Got it. I haven't set up my Solaris system that way. There is a configuration file that handles the mapping between smart card and local user credentials, though I'll defer to someone who's actually done it. See https://docs.oracle.com/cd/E25749_01/E25745/html/Howto-Add-S...


This is also something I’m quite interested in. I have sun Ray I bought just as sun stopped offering the server side software for free, and it’s spent it’s entire life sitting unloved in my crawl space. One of my tech regrets is that I’ve never had it properly working


> False starts like NeWS aside,

You've just activated Don Hopkins's trap card!


Great article. The network is the computer is literally true in this case!


> The touch pad isn't fabulous

I swear, the best part of a Mac laptop may be its unmatched touch pad.

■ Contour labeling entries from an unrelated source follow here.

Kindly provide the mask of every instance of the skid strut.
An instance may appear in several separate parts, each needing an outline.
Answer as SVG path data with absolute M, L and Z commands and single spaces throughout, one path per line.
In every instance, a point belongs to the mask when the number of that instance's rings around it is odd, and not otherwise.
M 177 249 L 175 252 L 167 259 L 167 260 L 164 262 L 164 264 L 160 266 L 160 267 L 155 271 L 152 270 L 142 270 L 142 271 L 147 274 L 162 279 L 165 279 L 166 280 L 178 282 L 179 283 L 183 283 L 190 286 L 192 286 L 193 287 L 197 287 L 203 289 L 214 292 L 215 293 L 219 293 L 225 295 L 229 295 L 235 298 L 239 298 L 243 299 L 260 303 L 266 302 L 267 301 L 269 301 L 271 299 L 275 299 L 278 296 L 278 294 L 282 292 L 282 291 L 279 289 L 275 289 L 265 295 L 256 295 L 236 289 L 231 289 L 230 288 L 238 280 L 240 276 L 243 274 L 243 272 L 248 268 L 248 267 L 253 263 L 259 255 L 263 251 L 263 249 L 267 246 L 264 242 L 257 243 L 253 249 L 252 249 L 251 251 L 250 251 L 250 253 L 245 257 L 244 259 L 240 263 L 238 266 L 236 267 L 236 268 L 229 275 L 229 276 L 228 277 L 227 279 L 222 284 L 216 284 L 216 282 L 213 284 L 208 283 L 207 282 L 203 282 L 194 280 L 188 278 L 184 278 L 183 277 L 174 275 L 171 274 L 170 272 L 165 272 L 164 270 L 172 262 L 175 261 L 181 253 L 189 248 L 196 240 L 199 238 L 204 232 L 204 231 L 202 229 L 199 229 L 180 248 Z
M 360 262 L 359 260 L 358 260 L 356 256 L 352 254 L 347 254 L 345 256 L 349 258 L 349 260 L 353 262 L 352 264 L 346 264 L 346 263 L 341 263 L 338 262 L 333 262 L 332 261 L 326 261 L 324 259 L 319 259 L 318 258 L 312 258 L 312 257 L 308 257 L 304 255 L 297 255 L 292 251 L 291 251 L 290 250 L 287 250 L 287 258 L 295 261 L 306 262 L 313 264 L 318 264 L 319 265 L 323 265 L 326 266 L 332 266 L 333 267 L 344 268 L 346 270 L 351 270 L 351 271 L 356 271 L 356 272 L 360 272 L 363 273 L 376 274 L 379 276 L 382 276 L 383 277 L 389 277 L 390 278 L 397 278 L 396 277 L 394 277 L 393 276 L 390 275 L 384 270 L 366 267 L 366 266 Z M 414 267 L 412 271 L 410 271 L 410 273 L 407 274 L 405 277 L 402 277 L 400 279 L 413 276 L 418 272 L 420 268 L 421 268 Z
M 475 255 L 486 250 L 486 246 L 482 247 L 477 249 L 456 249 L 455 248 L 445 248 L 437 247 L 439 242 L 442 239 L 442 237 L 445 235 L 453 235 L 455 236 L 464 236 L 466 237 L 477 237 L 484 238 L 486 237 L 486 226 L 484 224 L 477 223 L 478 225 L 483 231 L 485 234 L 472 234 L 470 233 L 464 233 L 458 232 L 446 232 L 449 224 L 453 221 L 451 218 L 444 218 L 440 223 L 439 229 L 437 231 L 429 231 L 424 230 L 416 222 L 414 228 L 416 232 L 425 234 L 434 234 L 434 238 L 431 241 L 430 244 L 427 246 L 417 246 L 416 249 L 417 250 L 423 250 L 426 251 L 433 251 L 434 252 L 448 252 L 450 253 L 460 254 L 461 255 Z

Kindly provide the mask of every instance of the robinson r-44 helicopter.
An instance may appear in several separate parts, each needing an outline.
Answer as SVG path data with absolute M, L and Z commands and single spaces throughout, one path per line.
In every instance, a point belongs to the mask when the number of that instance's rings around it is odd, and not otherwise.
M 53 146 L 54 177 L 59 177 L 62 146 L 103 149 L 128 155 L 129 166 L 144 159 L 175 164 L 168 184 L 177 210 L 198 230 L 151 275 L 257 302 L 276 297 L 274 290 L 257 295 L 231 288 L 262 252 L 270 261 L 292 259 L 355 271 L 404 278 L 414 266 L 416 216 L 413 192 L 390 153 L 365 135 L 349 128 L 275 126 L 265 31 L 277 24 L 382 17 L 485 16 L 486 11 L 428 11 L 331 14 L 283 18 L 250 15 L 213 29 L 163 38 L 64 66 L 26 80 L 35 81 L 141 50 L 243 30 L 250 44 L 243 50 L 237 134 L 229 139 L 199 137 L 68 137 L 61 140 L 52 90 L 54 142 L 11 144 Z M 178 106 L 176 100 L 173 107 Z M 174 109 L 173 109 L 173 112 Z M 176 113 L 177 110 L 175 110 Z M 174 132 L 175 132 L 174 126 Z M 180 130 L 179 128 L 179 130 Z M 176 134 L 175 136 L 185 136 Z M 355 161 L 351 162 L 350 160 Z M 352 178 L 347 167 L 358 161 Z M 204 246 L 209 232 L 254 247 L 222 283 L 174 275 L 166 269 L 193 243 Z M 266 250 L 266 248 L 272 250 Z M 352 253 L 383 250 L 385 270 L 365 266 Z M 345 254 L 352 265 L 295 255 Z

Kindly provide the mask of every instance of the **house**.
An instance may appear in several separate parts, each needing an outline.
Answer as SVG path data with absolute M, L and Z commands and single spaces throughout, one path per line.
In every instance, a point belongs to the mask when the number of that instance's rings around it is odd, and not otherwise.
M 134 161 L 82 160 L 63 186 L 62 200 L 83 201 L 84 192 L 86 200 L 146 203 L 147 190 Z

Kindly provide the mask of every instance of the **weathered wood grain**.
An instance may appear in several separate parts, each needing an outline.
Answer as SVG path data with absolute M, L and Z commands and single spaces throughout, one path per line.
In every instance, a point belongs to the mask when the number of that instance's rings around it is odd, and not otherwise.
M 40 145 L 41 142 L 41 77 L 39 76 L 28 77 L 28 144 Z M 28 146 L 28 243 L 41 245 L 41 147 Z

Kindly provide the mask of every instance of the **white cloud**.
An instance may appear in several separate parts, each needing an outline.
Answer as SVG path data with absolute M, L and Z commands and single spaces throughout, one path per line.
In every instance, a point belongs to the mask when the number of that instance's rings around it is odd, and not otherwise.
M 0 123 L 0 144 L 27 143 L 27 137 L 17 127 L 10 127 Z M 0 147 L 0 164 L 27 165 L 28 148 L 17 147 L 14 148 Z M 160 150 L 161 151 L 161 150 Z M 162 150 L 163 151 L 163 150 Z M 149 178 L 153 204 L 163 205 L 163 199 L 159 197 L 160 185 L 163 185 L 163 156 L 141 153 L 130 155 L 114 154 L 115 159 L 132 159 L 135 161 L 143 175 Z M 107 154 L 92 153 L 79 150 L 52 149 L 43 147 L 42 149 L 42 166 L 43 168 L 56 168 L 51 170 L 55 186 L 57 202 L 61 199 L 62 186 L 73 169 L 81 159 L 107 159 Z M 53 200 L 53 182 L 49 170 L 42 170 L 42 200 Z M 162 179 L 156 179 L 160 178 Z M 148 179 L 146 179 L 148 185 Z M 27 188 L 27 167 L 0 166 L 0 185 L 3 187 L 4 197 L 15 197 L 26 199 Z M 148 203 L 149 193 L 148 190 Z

This is an absolutely fantastic post. Nostalgically inspiring, and to my reading intensely interesting even if you weren't previously aware of this technology. I doubt the contextual info could have been independently researched without having lived through the era. The author appears to run a gopher (!!) server so likely he is an old ~fart~ historian, not a young enthusiast.

The website could use a modern styling update though. It would be much more approachable. It's not all large font size, excessive whitespace, and low contrast for the sake of regressing towards the mean of unusable mediocrity. That said, reader mode makes it all good.